Mike Lindell, founder of MyPillow, is promising not only the best night’s sleep but also a new social media experience. He plans to launch his own social media website, after his personal and MyPillow accounts were suspended by Twitter.

The plan is for the new social media website to be called Vocl, though that may yet change.

“Every single influencer person on the planet can come there,” he said. “You’re going to have a platform to speak out. We’re launching this big platform so all the voices of our country can come back and start telling it like it is again.”

Lindell said that with his social media website, Twitter would not be needed, and “you will not need YouTube. You won’t need these places … it will be where everything can be told, because we’ve got to get our voices back. People will be able to talk and not walk on eggshells.”

Elaborating further, Lindell said his social media website will launch in four to five weeks but did not elaborate on the nature of the website or how it would function. Lindell’s site would be competing with the likes of Parler and Gab, which have attracted conservatives and supporters of former President Donald Trump. Trump and his advisors have said he is considering starting his own social media company.

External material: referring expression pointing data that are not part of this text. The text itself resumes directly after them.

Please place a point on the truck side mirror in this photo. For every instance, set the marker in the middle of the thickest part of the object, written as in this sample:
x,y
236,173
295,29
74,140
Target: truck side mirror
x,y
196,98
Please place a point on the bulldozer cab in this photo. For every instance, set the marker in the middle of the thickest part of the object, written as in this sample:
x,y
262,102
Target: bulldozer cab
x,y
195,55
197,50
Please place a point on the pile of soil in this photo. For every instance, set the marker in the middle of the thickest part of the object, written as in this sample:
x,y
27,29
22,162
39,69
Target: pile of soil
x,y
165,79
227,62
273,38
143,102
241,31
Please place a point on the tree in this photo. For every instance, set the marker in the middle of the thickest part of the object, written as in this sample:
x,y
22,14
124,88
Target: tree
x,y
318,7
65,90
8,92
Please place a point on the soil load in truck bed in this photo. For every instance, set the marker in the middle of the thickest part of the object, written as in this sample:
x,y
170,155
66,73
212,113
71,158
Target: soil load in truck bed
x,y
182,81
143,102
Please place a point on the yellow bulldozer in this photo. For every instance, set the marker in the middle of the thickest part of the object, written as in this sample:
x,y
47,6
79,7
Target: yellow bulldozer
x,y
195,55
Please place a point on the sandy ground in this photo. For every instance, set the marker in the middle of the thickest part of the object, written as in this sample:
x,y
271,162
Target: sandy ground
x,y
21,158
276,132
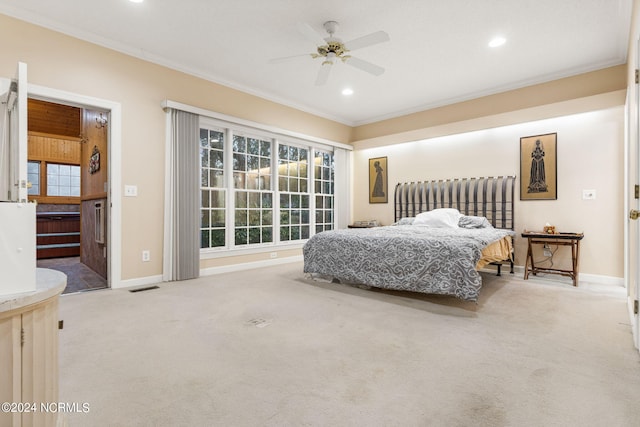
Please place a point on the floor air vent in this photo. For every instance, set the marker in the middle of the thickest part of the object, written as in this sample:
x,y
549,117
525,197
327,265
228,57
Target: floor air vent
x,y
148,288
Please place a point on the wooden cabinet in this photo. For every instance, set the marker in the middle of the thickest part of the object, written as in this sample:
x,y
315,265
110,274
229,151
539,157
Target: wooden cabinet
x,y
29,351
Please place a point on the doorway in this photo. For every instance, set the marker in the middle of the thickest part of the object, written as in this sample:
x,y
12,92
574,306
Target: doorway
x,y
68,172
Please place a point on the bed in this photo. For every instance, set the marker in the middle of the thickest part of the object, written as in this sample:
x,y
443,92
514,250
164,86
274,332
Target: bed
x,y
444,231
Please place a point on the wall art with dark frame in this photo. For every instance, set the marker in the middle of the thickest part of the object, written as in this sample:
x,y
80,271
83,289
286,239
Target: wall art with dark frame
x,y
539,167
378,173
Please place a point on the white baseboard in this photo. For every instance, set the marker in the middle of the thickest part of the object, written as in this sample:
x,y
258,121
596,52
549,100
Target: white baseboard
x,y
249,265
518,269
582,277
150,280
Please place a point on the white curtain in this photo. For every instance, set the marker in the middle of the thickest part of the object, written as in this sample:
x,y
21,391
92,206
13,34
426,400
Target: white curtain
x,y
6,170
342,192
182,259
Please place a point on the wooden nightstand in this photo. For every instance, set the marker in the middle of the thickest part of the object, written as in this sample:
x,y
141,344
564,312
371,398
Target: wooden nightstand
x,y
557,239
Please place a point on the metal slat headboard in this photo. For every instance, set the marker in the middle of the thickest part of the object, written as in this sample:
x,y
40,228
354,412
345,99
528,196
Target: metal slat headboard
x,y
491,197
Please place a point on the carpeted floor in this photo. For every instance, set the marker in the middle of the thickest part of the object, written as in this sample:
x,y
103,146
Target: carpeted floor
x,y
269,347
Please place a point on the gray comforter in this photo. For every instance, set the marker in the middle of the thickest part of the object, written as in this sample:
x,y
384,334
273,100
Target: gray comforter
x,y
406,257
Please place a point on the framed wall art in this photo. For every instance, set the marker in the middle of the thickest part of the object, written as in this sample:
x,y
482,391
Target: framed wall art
x,y
539,167
378,173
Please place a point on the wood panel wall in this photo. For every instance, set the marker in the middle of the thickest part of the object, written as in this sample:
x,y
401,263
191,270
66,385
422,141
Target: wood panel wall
x,y
93,184
55,119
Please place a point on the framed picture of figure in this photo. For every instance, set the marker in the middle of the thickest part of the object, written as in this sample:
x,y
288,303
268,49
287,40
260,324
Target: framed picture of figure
x,y
539,167
378,173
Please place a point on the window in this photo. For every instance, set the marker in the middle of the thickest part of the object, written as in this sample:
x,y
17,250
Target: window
x,y
253,208
213,193
323,183
63,180
59,180
294,192
257,190
33,175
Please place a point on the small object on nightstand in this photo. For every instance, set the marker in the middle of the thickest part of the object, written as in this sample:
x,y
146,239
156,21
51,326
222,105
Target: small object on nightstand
x,y
364,224
557,239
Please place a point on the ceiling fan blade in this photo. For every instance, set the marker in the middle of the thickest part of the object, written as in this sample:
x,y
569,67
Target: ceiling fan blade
x,y
369,40
365,66
288,58
323,74
311,34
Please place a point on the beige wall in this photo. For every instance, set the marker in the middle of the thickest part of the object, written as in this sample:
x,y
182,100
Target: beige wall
x,y
68,64
590,157
632,103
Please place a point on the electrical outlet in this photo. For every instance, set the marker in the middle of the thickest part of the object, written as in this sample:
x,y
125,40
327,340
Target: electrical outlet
x,y
130,190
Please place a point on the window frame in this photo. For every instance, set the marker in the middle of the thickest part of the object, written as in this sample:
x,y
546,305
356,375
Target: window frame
x,y
43,184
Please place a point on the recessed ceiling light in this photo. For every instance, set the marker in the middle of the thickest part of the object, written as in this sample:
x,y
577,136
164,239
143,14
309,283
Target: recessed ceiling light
x,y
497,41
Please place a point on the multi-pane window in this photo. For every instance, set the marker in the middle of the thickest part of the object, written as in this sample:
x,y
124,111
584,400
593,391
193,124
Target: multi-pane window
x,y
213,192
323,186
294,192
253,216
257,190
63,180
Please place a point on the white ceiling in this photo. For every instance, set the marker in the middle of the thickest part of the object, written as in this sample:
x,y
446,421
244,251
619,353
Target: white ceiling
x,y
437,54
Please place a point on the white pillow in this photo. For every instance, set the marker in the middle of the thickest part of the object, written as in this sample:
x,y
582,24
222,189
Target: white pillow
x,y
439,218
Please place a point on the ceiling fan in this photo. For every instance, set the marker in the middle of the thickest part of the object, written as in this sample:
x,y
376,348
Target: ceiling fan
x,y
331,49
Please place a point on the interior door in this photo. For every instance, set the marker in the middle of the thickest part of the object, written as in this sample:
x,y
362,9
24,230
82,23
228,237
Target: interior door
x,y
13,139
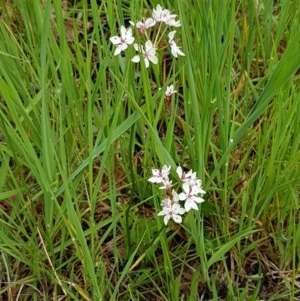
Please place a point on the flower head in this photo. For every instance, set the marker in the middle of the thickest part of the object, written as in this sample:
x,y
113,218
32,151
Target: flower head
x,y
123,41
149,53
175,50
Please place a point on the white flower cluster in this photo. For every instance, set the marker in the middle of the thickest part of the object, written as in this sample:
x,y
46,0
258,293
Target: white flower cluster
x,y
191,189
152,33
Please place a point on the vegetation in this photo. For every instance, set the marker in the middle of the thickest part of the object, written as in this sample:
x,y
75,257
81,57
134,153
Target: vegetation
x,y
81,130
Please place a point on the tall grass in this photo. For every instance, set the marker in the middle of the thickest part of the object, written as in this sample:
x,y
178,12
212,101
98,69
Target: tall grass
x,y
80,130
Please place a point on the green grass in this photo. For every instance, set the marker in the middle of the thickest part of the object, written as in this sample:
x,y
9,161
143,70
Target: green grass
x,y
80,130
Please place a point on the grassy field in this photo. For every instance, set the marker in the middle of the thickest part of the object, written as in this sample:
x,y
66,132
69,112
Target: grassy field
x,y
81,130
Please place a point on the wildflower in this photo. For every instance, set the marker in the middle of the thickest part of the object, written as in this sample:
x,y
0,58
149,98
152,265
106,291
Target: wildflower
x,y
144,25
175,50
190,197
148,52
170,90
172,212
123,41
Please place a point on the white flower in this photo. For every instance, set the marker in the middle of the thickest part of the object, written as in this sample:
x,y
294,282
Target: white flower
x,y
190,197
175,50
148,52
144,25
170,90
173,212
123,41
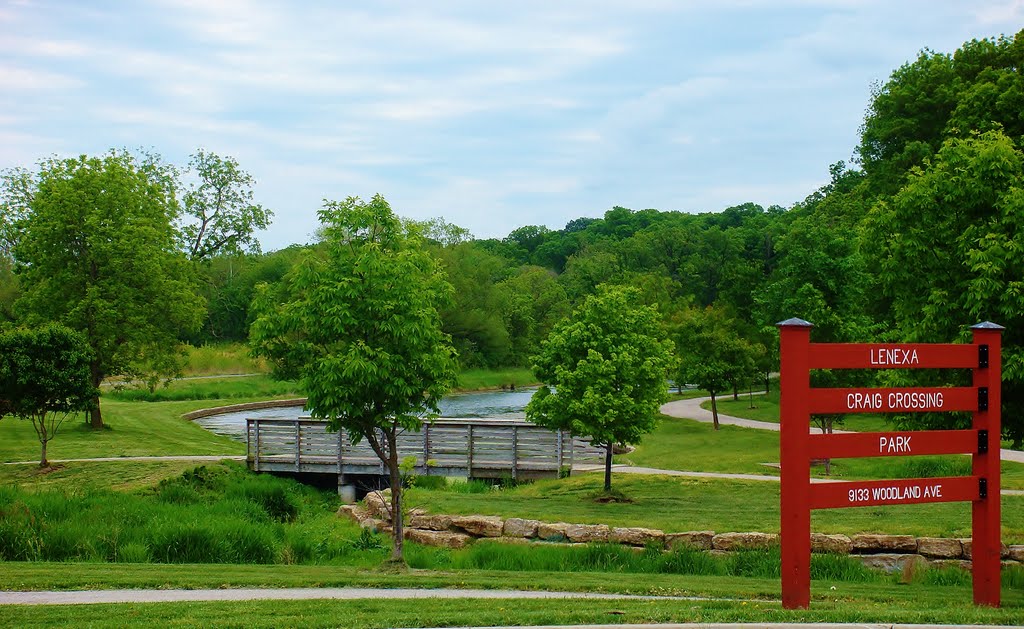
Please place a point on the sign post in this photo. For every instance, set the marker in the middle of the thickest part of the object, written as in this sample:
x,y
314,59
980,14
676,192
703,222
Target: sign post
x,y
798,357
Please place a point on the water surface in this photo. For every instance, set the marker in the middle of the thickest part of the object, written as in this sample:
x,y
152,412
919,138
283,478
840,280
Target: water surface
x,y
487,405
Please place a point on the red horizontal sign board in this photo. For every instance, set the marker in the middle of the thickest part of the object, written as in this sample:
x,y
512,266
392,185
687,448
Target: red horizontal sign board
x,y
918,400
852,445
908,491
889,355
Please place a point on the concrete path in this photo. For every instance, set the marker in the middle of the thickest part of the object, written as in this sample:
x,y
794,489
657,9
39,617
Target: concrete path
x,y
120,596
759,626
691,409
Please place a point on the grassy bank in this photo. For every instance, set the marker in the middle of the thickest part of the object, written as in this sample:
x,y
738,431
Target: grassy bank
x,y
480,379
674,504
133,428
222,359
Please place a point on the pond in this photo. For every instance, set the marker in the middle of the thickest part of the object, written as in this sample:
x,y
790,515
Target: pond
x,y
491,405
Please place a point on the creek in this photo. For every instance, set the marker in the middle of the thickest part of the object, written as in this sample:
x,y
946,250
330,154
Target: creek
x,y
489,405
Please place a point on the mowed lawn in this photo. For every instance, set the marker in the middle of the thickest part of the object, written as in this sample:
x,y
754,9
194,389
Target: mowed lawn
x,y
133,428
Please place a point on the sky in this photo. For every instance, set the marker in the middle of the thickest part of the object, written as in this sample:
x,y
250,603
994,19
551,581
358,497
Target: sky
x,y
491,115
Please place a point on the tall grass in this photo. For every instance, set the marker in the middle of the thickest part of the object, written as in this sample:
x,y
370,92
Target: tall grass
x,y
213,388
217,514
616,558
222,359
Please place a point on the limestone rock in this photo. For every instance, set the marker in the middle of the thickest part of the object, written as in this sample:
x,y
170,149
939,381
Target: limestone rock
x,y
441,539
517,527
888,561
939,548
430,522
353,511
872,544
1016,552
743,541
969,546
583,534
377,526
697,540
635,536
479,526
552,531
836,544
378,505
961,563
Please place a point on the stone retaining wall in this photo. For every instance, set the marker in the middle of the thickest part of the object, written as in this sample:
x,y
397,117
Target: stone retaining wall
x,y
889,552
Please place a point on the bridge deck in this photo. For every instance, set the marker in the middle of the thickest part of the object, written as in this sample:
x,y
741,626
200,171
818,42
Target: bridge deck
x,y
468,448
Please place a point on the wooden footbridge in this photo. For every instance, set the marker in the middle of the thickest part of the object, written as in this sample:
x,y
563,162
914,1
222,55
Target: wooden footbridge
x,y
467,448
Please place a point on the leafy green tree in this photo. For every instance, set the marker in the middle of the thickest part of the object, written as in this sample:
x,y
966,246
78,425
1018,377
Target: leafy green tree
x,y
16,189
947,249
9,291
604,372
97,252
712,353
473,318
357,325
44,376
222,217
531,302
939,96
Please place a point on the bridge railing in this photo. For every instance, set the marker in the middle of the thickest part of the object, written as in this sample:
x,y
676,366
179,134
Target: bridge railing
x,y
472,448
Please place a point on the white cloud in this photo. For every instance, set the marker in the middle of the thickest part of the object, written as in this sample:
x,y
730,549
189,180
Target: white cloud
x,y
17,79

Other than Lindell, prominent conservatives such as Michael Flynn, Sidney Powell and Lin Wood were suspended by Twitter, forcing them to move to other platforms such as Telegram. Last week, former New York City Mayor Rudy Giuliani’s YouTube account was banned from uploading new content for two weeks.

Lindell’s new effort is already facing pushback.

A website called “Vocal,” spelled with an “a,” already exists.

On Thursday, lawyers for Vocal’s publicly traded parent company, Creatd, Inc., warned Lindell in a letter to change his social media network’s name and surrender ownership of the Vocl.com domain name. If Lindell refuses to change the name, he could face a lawsuit.

The lawsuit, say some attorneys, will be a difficult one for Creatd to win as the names are different and there are thousands of legally operating companies with similar names.

Lindell says it’s just another attempt to silence him.

“It has nothing to do with their trademark,” he said. “I haven’t even launched yet. But it has nothing to do with us.”

Lindell claims Vocl is also an acronym.

“Ours stands for the ‘Victory of Christ’s Love,’” Lindell added.